Comprehensively evaluating the capability of large language models in multiple
tasks is of great importance. In this paper, we propose M3KE, a Massive
Multi-Level Multi-Subject Knowledge Evaluation benchmark, which is developed to
measure knowledge acquired by Chinese large language models by testing their
multitask accuracy in zero- and few-shot settings. We have collected 20,477
questions from 71 tasks.
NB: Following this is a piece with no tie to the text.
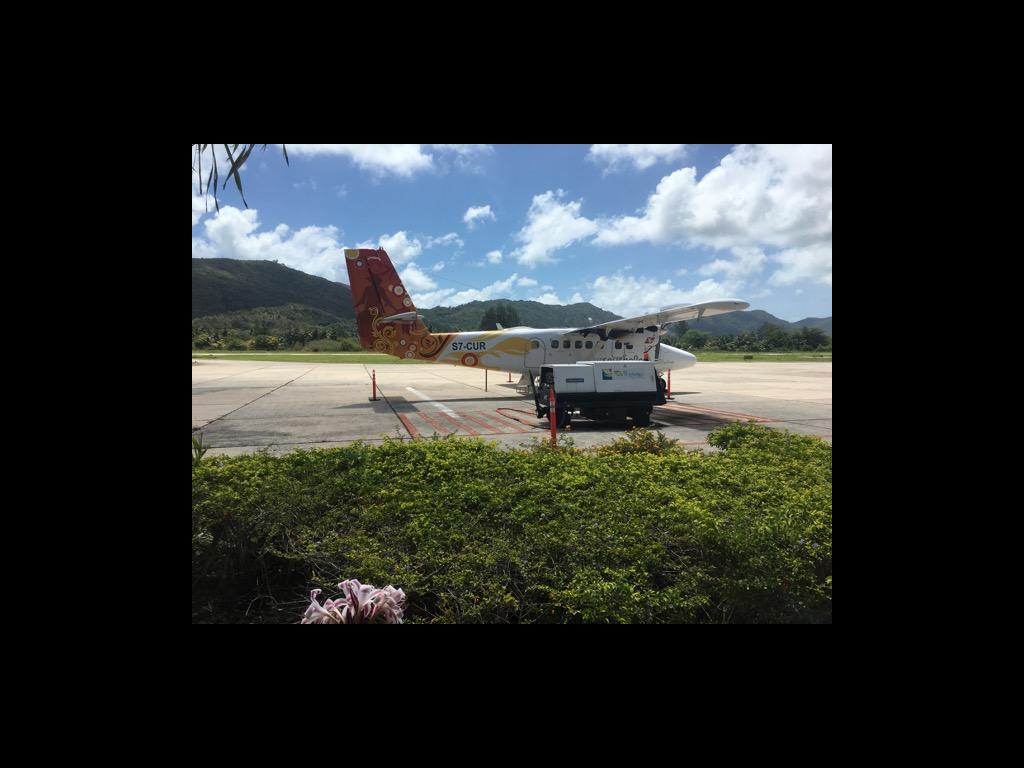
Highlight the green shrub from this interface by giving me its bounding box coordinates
[193,425,831,623]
Our selection covers all major levels of Chinese
education system, ranging from the primary school to college, as well as a wide
variety of subjects, including humanities, history, politics, law, education,
psychology, science, technology, art and religion. All questions are
multiple-choice questions with four options, hence guaranteeing a standardized
and unified assessment process. We've assessed a number of state-of-the-art
open-source Chinese large language models on the proposed benchmark. The size
of these models varies from 335M to 130B parameters. Experiment results
demonstrate that they perform significantly worse than GPT-3.5 that reaches an
accuracy of ~ 48% on M3KE. The dataset is available at
this https URL

这篇论文介绍了 M3KE 评估标准，它是一个用于测试中文大型语言模型在各种学科和教育级别下零样本和少样本的多任务准确性的基准。通过在该基准上对比，研究人员发现 GPT-3.5 在 M3KE 上达到了约 48% 的准确率，比其他中文语言模型表现更为优异。